In the embodiment described above, the tire holding device holds the tire. However, the tire holder can hold more tires. In the case where multiple tires are held, the lower hoops, upper hoops, tire holding parts or the like are symmetrically positioned vertically with respect to the base part, or the lower hoops, upper hoops, tire holding parts or the like are positioned horizontally, and the tire holding device can hold a large number of tires.
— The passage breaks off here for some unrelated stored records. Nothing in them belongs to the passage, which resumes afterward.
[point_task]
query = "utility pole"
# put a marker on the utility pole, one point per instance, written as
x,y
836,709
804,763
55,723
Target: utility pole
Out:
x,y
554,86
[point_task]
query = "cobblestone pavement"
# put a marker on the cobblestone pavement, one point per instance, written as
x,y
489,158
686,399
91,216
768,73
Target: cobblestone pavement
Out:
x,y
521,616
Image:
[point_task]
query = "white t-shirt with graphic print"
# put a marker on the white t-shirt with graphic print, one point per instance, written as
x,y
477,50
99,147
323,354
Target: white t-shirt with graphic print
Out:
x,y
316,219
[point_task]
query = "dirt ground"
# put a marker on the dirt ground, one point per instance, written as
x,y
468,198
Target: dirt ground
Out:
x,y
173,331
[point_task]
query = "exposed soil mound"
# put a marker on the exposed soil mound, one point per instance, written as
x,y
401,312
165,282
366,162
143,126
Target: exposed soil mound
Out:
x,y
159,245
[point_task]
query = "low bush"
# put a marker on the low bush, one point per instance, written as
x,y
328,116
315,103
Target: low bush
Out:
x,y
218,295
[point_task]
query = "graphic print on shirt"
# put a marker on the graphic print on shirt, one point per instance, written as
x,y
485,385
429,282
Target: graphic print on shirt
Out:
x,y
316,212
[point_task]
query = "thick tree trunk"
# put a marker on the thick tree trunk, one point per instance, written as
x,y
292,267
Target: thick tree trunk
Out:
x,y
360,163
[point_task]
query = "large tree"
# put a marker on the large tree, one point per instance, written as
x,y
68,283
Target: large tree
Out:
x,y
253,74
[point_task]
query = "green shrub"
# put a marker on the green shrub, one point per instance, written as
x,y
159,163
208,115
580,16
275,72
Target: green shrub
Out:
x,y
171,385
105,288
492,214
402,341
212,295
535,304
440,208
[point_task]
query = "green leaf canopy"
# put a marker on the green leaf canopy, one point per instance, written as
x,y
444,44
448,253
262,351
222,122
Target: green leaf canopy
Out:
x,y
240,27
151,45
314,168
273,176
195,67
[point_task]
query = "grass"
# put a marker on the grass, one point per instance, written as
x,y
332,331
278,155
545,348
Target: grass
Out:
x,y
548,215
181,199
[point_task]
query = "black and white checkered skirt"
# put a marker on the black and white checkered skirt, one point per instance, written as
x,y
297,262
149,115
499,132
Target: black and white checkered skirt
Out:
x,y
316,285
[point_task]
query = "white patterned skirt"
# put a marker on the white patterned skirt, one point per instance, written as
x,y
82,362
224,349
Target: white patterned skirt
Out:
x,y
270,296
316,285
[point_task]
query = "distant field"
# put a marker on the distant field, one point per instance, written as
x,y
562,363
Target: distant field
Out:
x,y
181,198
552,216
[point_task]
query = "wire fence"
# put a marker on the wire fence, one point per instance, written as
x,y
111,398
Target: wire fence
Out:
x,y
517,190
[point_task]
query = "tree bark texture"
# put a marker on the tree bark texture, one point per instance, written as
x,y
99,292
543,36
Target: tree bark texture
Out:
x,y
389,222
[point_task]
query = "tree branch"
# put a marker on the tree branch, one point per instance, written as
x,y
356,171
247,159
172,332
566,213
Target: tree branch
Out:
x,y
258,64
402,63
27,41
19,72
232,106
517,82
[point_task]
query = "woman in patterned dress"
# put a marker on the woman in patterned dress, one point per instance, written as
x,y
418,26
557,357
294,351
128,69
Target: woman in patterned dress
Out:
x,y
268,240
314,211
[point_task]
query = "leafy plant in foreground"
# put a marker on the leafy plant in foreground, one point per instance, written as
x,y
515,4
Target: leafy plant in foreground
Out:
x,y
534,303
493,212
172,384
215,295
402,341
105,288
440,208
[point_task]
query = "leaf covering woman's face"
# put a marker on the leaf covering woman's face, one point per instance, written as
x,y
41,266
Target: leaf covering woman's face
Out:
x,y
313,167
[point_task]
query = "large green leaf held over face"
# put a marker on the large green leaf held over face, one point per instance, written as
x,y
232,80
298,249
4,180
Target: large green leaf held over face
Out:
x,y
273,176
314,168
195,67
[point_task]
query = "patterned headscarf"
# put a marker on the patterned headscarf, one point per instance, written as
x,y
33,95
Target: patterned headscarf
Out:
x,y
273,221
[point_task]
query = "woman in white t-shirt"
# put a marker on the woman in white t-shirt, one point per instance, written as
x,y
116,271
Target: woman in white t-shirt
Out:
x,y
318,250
In addition, the tire holding device can be combined, and the tire holding device in which the lower rings, upper rings, tire holding parts or the like are symmetrically placed vertically with respect to the base part, can be placed horizontally.

Industrial applicability

Even when the tire holding device of the present invention is used for a long time, it is possible to maintain the quality of the tire.

List of reference marks

1: tire cooling device

10: tire holding device

20: lower hoop

20a: passing hole

30: upper hoop

40: rubber grip part

41: cylinder

42: drive shaft

50: holder

60: connecting part

60a: indented part

60b: inner peripheral surface

61: cylindrical part

70: regulatory part

71: upper box

71a: claw part

71s: inner peripheral surface

72: lower box

72a: air inlet

72b: impermeable part

72c: sealing part

73: part for lifting / lowering

73a: narrowed part

73b: sealing part

73c: sealing part

92: air supply pipe

93: basic part

93a: through hole

94: carrier

95: frame

110: tire holding device

150: holder

160: connecting part

160a: indented part

161: cylindrical part

170: regulatory part

171: upper box

171a: air inlet

171b: impermeable part

172: lower box

172a: narrowed part

173: part for lifting / lowering

173a: claw part

193: basic part

193a: through hole

210: tire holding device

250: holder

260: connecting part

260a: indented part

261: cylindrical part

293: basic part

293a: through hole

310: tire holding device

350: holder

360: connecting part

360a: indented part

361: cylindrical part

393: basic part

393a: through hole

410: tire holding device

450: holder

460: installation part

460a: indented part

493: basic part

493a: through hole

510: tire holding device

610: tire holding device

710: tire holding device

COM1: compressor

COM2: compressor

COM3: compressor

TR: tire

Claims (5)

1. A device for holding a tire, characterized in that it includes: a first hoop capable of supporting one side of the tire in the widthwise direction; a second ring that can support the other side of the tire in the width direction; a tire gripping portion including a drive shaft mounted on the second rim and a cylinder that moves the drive shaft back and forth by fluid pressure and grips the tire so that the second rim moves toward and away from the first rim; a holder which is provided either on the first ring or on the second ring and protrudes towards the second ring; and a connecting part which is provided on the second ring and has a recessed part which is detachably mounted on the holder. 2. A tire holding device according to claim 1, characterized in that the holder has a shape extending along the axis of the drive shaft, and wherein the connecting portion includes a tubular portion projecting toward one rim and having an inner peripheral surface extending along axes, and the inner circumferential surface defines the indented part. 3. Device for holding a tire in accordance with patent claim 1 or 2, characterized in that it further contains: a regulating part that can regulate the axial movement of the second ring. 4. Device for holding a tire, characterized by the fact that it contains: a first hoop capable of supporting one side of the tire in the widthwise direction; a second ring that can support the other side of the tire in the width direction; a tire gripping portion including a drive shaft mounted on the second rim and a cylinder that moves the drive shaft back and forth by fluid pressure and grips the tire so that the second rim moves toward or away from the first rim; and a regulating part that can regulate the axial movement of the second ring. 5. A tire holding device according to claim 4, characterized in that the regulating part connects the outer rim of the drive shaft to regulate the axial movement of the drive shaft.